Ideology won't save us.
I read two longish articles earlier this week that I’ll be thinking about for a while. The first, “What’s Missing From “White Fragility”, explores the work of Robin DiAngelo who is known for her anti-racism work with white people and for popularizing the phrase, “white fragility.” It’s a fascinating look at the challenges of actually getting white people to actually respond - materially, measurably - to racism and white supremacy.
I would say denial manifests quietly. Agreement and enthusiasm can stall conversation just as well as aggression, withdrawal, and tears. Like McIntosh, I observe little that suggests America has learned anything about race over the past 30 years besides how better to conceal its racism. Trump’s election may have made some anti-racism work easier—getting butts in seats and books in hands—but it also gave well-meaning white people a monster next to which their casual racism now seems tame. It is enough to admit racism exists, that whiteness might be a problem.

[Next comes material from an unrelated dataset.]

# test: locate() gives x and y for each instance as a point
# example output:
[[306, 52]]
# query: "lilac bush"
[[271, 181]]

Any lower and the bar will be in Hades.
The second article that got be thinking is by Kalefa Sanneh (son of the Christian historian Lamin Sanneh whose books I’ve gained a lot from over the years) in The New Yorker, “The Fight to Redefine Racism.” In it, Sanneh digs into Ibram X. Kendi’s new book, How to be an Antiracist.
The modern battle against racism, as many people have observed, is driven by a kind of sacred fervor, and in “How to Be an Antiracist” Kendi makes this link explicit. “I cannot disconnect my parents’ religious strivings to be Christian from my secular strivings to be an antiracist,” he writes. Indeed, Christianity and antiracism were intimately connected for his parents. They were inspired by Tom Skinner, a fiery black evangelist who preached the gospel of “Jesus Christ the Radical,” and by James H. Cone, one of the originators of black-liberation theology. Kendi’s parents taught him black pride, and he took these lessons seriously.
Sanneh paints a complicated picture of Kendi’s approach, contrasting his with DiAngelo.
He wants readers to become politically active—to work to change public policy, and to “focus on power instead of people.” DiAngelo, the author of “White Fragility,” is unapologetically interested in people, particularly white people.
There’s a lot to wrestle with here, though I’m doing my best to leave it alone for now as I’ve got to finish the revisions for Rediscipling the White Church and part of me fears discovering some little tidbit of information that forces me to toss the entire project and start again. Catastrophe thinking I think that’s called.
I did appreciate my friend Brandon O’Brien’s response to both articles on Twitter.
One observation: white progressives have become so inured to the terminology (privilege, fragility) that it becomes jargon while white conservatives deny the realities = these groups light years apart in some ways AND YET oddly similar in their affect on POC.
Indeed. Ideology will not save us.
Speaking of Brandon, he’s got a new book coming out, Not from Around Here, which looks like exactly the kind of thing we should be reading right now.
School has resumed for our boys but the weather was just too nice on Wednesday so we grabbed a cheap pizza and hit the beach for a few hours before bedtime.